The purpose of a home inspection is to examine the inside and outside of a home, including the grounds, the structure and mechanical systems. The inspector looks for defects, broken or obsolete components, and damage due to weather, rot, or wear and tear. A qualified professional inspector then provides the customer with an itemized and detailed summary of the findings.
While a do-it-yourself inspection won’t be nearly as thorough as hiring a pro, a yearly examination of your house is a good way to analyze your property and determine any necessary repairs you can make to prevent bigger problems in the future. Plus, you can take some cues from the pros regarding how to organize your inspection and how to look for red flags that can lead to more trouble down the line.
According to Robb Graham, president of Professional Home Inspection Institute, a home inspection boils down to three major considerations: Water, Safety and HVAC. “For example, one area of a home inspection is site, grounds and grading, and the primary concern is proper grading to ensure water is running away from the house,” says Graham. “Another area of inspection is sidewalks, and ensuring cracks will not create a tripping hazard, which is a safety concern.”
The home inspection typically begins with a site analysis, examining in particular the drainage and grading of the property.
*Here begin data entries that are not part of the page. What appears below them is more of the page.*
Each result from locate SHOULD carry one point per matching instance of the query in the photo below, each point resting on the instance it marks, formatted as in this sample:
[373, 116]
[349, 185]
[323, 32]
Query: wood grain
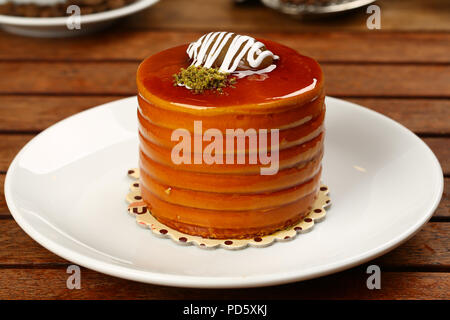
[20, 283]
[428, 249]
[119, 45]
[103, 78]
[411, 15]
[35, 113]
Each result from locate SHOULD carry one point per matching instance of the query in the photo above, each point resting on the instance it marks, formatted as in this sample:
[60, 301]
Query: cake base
[144, 218]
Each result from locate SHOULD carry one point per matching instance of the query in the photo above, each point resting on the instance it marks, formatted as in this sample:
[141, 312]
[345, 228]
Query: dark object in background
[59, 9]
[302, 8]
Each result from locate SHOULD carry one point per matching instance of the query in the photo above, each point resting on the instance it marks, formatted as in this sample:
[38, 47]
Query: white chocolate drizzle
[206, 50]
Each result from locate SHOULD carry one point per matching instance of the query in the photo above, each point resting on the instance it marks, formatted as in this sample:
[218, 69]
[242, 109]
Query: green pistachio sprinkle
[199, 79]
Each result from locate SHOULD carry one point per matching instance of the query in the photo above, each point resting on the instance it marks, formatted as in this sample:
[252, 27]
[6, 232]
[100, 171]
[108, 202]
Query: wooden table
[401, 71]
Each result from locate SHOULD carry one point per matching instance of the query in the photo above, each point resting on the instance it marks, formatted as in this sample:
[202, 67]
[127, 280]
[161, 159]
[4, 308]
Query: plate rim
[190, 281]
[84, 19]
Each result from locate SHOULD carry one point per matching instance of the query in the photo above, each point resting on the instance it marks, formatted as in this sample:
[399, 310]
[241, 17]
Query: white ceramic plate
[57, 27]
[66, 189]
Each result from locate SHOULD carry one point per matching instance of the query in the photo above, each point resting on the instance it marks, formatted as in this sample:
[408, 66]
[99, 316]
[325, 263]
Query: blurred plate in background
[315, 7]
[57, 26]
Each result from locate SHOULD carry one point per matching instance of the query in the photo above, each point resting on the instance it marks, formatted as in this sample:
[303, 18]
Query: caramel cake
[203, 90]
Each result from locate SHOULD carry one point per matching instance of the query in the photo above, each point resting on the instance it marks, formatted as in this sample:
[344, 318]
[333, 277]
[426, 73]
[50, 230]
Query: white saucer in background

Proper grading ensures that surface water is directed away from the foundation. Poor drainage can lead to accumulated hydrostatic pressure against the home’s walls, which can cause basement walls to buckle, or lead to water erosion, which can weaken the home’s foundation. The grading should be sloped away from the house, dropping 6 inches for every 6 feet.
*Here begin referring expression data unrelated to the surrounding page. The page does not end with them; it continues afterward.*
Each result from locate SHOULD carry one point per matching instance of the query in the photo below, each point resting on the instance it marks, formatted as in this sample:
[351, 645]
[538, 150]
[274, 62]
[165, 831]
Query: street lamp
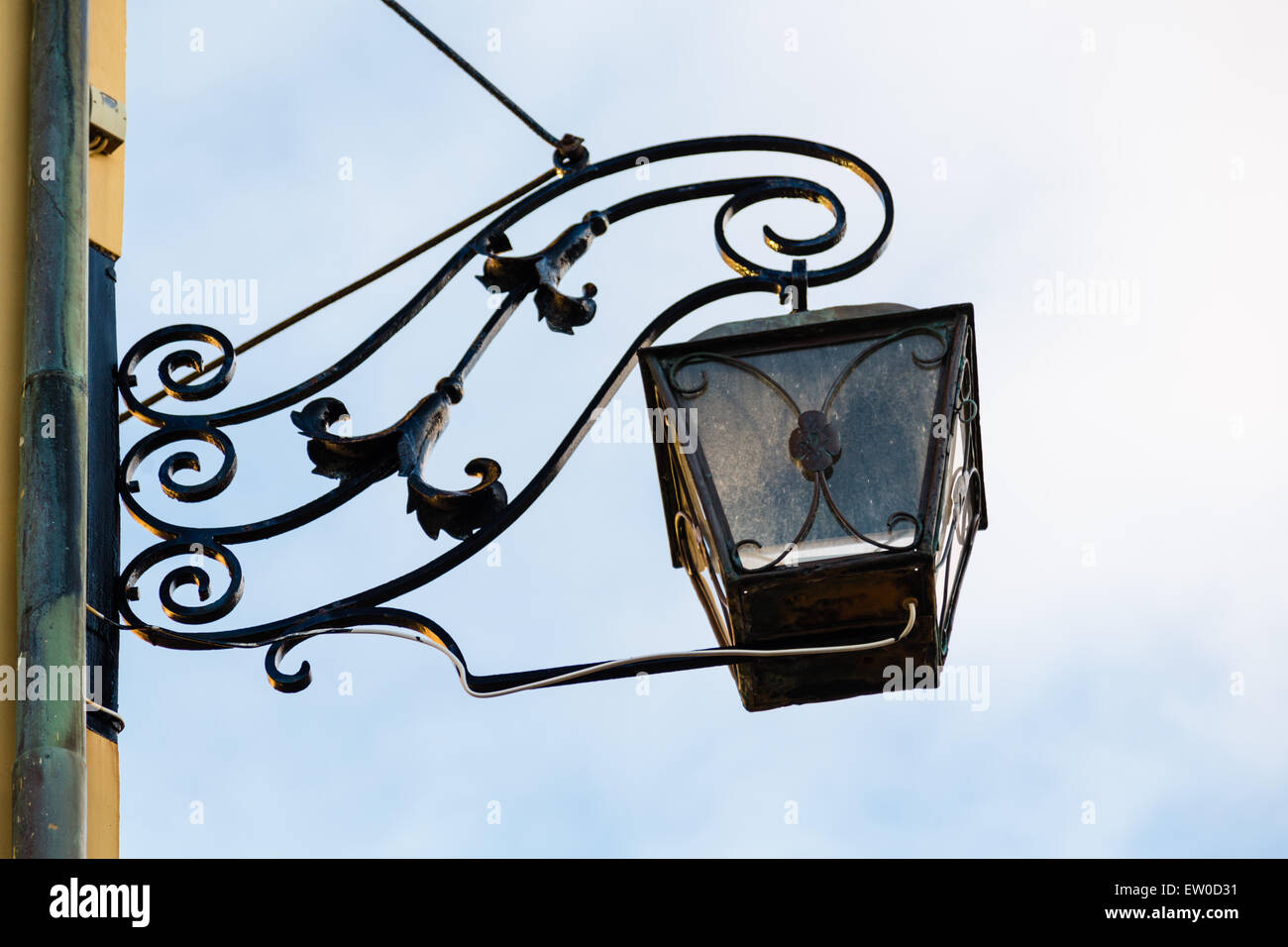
[829, 474]
[824, 506]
You’ll need a flashlight to inspect crawlspaces and unlighted basements for any signs of water penetration or cracks through foundation walls. A 4-ft. level will help determine if foundation walls or exterior retaining walls are listing or bowing from external pressure—problems that can eventually lead to collapse. Use a pick, screwdriver or awl to check areas for wood rot or decay in the framing. Wood rot is caused by a fungus and is as damaging as termites.
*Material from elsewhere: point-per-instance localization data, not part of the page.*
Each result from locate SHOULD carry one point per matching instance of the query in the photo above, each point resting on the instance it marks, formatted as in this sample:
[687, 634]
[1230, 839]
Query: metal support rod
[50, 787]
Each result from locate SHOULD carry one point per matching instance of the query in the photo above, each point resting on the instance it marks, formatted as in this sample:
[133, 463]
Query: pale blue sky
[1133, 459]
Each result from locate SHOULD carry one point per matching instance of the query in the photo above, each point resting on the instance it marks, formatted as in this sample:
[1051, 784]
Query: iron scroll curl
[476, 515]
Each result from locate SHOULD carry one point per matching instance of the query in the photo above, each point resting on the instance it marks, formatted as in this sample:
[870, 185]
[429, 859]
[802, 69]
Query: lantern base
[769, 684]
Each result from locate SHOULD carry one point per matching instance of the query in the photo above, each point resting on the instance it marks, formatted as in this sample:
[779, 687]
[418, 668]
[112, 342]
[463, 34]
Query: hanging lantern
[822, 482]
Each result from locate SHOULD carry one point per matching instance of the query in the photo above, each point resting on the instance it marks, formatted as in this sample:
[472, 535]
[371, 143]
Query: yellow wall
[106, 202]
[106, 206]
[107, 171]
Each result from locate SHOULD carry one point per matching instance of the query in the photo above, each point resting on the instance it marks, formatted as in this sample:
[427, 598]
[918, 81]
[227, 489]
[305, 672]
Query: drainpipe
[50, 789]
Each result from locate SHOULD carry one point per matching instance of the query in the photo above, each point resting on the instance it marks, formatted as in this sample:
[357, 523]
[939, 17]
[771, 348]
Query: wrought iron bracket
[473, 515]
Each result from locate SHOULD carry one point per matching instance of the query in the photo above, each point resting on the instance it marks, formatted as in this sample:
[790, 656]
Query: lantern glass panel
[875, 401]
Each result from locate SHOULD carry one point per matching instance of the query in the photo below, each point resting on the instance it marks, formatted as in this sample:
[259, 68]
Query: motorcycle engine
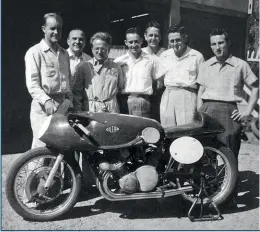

Check framing members near the ground for signs of termite infestation. Termite-damaged wood shows mud tubes that are lined with dirt. Termites’ wings also fall off easily, so a pile of wings is another clue to their presence.
Cracks in a floor slab or evidence that it is heaving upward probably indicates a high water table. Installation of footing drain tiles can counteract problems associated with a high water table.
If a home has a sump-pump, then drainage is probably an issue. Check the foundation perimeter for ruts on the ground or bare spots where the grass has eroded. This may indicate more water flow than the ground can absorb, which leads to erosion and could eventually weaken the foundation. Installation of drainage conduit can provide a solution.
Inspect trees and landscaping as well. Tree overgrowth can lead to too much shade, which can contribute to mildew and rot on the house. Overgrown trees and shrubs that contact the house can lead to pest infestation and should be trimmed back.
Inspect all walkways, driveways, patios and stairways for any disrepair or damage that can cause a safety issue. All stairways must have a concrete footing and foundation. Make sure the steps don’t tilt, heave or sink to one side. Generally any platform above grade must have a sturdy handrail system. Current building codes stipulate that handrail balusters are spaced no more than 4 inches apart so children can’t get their heads stuck between them.
Check all decks, porches and balconies for structural integrity. For decks attached to the house, pay close attention to the ledger board connection, which is prone to rot and water damage if improperly installed and is a common cause of deck collapse.